Ici je veux rendre hommage à ma tante Catherine qui nous hébergea si longtemps malgré ses maigres ressources. Elle avait une pension de veuve de guerre, de la « Grande » et quelques économies. A ce moment là je n’avais la moindre idée de la comptabilité d’un foyer. Je trouvais tout naturel de continuer à vivre aux dépens des autres. Quand j’appris plus tard qu’elle avait été obligée de louer une chambre à un Allemand pendant l’occupation, je me sentis piquée à vif, ternie dans mon honneur de Française. Plus tard je compris enfin que l’inflation est une chose bien douloureuse surtout pour les retraites qui ne dispose que d’une maigre pension qui reste stationnaire.

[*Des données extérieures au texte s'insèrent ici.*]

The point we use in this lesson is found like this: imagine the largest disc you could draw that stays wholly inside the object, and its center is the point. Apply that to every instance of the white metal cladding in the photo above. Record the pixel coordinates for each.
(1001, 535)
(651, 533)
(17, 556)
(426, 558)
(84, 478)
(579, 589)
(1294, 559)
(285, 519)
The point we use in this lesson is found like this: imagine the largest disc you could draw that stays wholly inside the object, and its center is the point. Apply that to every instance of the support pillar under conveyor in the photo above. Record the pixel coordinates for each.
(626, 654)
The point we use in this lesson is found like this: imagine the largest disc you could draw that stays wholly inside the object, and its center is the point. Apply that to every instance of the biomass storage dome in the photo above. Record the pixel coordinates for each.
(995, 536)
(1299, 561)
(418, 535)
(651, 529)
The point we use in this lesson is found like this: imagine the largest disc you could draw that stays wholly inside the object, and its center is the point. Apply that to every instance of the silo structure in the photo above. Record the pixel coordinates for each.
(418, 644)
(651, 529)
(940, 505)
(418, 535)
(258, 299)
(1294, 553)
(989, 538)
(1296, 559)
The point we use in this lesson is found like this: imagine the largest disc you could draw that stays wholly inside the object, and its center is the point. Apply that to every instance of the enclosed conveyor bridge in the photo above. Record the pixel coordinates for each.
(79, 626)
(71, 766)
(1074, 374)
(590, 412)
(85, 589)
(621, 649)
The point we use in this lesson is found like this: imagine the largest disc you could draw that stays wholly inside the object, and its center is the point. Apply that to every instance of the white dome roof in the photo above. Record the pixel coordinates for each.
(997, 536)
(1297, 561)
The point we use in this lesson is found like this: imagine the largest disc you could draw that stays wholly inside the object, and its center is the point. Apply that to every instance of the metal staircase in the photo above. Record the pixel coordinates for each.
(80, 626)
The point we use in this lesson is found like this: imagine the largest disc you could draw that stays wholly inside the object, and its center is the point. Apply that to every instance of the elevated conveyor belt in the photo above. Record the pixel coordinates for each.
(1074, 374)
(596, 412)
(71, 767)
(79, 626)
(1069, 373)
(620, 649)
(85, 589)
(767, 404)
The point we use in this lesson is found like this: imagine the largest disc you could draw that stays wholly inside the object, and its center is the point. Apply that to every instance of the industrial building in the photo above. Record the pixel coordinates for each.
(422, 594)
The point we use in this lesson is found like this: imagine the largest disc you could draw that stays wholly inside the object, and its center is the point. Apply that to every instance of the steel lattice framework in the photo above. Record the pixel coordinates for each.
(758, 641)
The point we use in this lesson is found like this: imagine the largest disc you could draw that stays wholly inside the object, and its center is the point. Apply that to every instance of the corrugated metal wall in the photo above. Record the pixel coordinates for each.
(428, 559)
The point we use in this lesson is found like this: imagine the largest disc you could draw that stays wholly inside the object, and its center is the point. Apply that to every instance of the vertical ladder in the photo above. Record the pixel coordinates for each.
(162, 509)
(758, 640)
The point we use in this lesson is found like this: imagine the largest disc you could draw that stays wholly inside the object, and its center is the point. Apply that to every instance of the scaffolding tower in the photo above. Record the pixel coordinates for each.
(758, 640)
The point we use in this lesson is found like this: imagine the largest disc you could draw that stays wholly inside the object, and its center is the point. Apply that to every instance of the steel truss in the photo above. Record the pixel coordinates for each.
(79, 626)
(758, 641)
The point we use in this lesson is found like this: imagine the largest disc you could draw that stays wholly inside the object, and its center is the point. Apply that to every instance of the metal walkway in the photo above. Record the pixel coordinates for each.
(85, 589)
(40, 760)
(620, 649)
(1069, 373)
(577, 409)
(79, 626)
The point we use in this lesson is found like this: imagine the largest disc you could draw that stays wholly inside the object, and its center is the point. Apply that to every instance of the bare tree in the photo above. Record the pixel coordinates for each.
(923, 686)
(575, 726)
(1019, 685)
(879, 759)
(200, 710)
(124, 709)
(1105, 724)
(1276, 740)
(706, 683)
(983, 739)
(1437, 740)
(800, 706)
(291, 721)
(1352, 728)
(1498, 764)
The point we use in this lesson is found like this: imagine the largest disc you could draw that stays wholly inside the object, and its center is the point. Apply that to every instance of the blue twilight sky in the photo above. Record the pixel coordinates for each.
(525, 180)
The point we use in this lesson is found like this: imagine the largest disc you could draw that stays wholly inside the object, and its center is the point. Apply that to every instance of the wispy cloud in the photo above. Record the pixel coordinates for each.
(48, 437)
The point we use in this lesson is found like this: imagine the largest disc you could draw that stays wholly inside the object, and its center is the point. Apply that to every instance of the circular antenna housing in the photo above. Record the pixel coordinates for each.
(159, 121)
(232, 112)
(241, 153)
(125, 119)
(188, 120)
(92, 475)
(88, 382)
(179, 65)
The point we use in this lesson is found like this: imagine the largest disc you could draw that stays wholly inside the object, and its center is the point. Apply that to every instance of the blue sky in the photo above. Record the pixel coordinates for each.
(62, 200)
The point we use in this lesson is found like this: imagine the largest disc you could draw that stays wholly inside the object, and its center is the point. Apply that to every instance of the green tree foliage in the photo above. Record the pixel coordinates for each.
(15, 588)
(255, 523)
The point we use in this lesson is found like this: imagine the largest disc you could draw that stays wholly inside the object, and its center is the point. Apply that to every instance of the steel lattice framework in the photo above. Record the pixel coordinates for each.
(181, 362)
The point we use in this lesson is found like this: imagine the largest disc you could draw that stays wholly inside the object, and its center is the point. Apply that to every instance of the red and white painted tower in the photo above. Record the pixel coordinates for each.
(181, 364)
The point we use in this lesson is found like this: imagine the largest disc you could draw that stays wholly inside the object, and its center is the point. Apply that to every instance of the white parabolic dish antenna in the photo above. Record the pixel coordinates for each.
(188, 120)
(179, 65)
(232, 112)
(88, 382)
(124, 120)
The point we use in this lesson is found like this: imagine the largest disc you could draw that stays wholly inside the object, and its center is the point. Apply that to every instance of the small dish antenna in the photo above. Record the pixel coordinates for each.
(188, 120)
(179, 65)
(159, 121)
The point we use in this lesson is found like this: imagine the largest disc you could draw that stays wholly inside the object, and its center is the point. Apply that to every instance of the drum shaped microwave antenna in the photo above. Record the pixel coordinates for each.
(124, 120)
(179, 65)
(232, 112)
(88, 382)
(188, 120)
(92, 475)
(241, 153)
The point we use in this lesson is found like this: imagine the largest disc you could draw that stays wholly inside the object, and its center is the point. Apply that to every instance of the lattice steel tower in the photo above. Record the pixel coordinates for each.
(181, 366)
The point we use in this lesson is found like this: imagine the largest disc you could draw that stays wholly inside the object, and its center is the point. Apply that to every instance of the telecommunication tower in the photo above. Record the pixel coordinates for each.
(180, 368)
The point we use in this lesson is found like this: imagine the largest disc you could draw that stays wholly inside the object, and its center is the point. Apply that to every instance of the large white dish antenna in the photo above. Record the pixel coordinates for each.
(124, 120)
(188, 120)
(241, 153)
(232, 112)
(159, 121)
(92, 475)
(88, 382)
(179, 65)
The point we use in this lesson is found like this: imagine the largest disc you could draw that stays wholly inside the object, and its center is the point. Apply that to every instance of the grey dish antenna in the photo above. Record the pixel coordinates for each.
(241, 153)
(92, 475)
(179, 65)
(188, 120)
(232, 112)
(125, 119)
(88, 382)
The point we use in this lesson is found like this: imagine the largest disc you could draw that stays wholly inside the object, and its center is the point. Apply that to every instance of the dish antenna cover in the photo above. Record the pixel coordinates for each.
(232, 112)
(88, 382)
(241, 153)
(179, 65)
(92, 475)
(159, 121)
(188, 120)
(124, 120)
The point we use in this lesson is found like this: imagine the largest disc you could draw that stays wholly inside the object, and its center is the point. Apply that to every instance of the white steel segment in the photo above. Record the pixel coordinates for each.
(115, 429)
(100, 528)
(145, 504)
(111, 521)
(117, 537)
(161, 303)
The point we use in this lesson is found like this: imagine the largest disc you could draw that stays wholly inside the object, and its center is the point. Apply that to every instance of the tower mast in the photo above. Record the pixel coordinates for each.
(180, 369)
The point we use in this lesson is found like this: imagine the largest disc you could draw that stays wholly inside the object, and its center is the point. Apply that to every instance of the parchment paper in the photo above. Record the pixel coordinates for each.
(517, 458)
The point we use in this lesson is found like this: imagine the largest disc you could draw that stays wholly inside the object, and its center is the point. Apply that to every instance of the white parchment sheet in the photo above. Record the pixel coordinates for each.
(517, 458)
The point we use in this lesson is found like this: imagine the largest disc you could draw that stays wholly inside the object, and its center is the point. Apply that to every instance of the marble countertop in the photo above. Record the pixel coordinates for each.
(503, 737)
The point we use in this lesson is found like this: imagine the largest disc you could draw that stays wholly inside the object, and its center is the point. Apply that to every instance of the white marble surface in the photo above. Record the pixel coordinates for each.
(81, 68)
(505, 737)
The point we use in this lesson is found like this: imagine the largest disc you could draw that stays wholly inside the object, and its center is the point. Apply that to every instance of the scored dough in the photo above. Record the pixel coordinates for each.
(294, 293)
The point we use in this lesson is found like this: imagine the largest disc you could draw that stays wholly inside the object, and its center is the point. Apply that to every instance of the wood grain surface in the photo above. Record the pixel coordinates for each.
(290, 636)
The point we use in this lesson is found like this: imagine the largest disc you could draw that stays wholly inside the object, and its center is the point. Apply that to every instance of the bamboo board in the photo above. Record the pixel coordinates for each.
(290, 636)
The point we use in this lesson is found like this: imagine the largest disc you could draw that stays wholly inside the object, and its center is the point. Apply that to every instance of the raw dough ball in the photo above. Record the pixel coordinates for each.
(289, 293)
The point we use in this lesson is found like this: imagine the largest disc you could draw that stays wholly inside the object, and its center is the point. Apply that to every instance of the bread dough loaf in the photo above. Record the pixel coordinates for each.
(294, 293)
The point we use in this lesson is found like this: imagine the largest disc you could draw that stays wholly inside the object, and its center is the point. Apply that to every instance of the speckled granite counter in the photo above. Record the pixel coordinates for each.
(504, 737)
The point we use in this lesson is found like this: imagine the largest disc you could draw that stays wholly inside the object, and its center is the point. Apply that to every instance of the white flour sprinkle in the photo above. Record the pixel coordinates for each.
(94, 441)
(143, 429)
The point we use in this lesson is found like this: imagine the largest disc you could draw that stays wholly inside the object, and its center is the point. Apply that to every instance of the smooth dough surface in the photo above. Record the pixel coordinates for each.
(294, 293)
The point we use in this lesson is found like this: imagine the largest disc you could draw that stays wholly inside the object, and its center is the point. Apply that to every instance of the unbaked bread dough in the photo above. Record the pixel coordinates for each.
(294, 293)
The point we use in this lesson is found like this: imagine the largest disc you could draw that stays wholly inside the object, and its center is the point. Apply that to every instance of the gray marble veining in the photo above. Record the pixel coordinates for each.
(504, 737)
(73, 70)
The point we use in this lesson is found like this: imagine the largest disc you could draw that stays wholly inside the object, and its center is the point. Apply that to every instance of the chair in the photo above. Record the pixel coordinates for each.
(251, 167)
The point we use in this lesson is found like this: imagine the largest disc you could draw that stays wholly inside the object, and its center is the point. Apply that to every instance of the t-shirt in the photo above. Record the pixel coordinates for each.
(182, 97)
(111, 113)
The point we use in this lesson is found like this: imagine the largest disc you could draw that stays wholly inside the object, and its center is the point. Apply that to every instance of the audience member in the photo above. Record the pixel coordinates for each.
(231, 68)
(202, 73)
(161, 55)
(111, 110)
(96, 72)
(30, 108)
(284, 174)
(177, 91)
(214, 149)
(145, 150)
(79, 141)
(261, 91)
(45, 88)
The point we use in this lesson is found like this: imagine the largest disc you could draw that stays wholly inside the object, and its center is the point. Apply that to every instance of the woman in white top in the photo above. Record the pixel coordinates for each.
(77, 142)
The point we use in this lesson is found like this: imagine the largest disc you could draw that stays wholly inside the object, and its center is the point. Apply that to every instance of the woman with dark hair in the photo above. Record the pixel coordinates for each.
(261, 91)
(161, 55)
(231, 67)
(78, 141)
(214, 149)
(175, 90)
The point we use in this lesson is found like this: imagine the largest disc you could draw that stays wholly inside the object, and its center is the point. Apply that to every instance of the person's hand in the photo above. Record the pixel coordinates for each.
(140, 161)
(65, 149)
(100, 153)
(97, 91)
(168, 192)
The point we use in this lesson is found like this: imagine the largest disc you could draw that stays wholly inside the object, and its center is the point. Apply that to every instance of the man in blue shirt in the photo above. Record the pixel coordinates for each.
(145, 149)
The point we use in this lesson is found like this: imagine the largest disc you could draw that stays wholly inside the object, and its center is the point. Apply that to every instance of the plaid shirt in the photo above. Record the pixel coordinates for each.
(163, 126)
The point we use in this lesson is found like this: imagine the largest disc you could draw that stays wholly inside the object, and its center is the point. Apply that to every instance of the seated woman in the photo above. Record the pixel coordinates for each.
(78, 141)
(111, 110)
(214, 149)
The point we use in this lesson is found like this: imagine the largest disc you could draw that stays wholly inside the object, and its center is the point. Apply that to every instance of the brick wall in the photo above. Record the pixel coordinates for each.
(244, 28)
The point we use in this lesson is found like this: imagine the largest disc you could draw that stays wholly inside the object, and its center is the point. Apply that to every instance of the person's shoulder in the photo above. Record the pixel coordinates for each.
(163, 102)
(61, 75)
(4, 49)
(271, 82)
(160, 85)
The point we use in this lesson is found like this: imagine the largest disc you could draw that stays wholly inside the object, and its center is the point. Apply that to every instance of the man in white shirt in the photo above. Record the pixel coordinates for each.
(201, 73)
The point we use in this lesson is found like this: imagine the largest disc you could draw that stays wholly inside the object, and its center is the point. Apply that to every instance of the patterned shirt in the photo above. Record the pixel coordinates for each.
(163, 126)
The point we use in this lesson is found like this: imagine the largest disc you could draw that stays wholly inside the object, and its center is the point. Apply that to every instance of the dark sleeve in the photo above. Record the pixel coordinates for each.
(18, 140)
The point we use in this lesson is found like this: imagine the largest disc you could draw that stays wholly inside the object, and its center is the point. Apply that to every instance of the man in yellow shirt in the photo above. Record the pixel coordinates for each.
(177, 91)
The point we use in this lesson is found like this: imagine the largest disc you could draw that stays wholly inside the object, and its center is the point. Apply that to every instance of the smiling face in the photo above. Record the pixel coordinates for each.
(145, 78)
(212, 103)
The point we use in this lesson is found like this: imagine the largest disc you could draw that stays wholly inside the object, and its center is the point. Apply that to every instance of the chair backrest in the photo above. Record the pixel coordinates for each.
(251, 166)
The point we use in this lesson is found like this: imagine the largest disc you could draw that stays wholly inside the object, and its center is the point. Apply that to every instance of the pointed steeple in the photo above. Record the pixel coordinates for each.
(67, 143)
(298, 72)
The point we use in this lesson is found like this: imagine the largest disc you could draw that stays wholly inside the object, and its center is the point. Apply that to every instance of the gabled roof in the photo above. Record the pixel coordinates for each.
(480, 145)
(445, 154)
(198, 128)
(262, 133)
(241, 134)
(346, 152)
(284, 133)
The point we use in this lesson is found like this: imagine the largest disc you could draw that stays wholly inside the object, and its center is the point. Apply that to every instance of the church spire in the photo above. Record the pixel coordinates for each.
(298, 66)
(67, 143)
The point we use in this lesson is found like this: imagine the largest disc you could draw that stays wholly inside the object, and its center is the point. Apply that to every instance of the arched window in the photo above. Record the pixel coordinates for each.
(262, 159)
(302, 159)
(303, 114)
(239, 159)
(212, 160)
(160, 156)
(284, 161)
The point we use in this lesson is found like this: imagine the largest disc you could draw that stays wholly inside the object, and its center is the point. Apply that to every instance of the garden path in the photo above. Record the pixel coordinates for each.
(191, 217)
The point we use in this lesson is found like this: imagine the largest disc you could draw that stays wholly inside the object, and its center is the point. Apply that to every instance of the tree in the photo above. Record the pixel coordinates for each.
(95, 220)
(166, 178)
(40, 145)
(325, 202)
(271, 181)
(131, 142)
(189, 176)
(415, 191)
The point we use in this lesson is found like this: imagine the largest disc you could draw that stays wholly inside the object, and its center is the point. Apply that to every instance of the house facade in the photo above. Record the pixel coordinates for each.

Elle m’avait faite son héritière, et cette nouvelle me parvint avec quelque retard après sa mort survenue pendant un bombardement anglais en 1944. Je me suis souvent demandé quel objectif pouvait se trouver là. Peut-être l’aérodrome de Parme… le document qui m’annonçait mon droit à son tout petit héritage, me proclamait d’abord gravement, que j’appartenais à la race aryenne. J’éclatais de rire mais mon mari ne trouva pas ça amusant. Enfin en 1953-1954 l’argent me parvenait à New York et j’achetais un fauteuil (mi-Louis XV) que je conserve encore dans ma chambre et un tapis qui a longtemps disparu. Je sus par la suite que les meubles de sa chambre qui étaient restés intact (la bombe tomba sur la cuisine et le palier) étaient destinés à son autre filleule Catherine Laxague, la fille de mon cousin Pierre d’Hasparren. Sans que j’en ai le moindre souvenir j’ai l’impression que se fut ma tante qui, s’occupa exclusivement de moi pendant ma plus tendre enfance. Je sais que je l’aimais autant que ma vraie mère. Je l’ai souvent dit : j’ai été très gâtée, très aimée.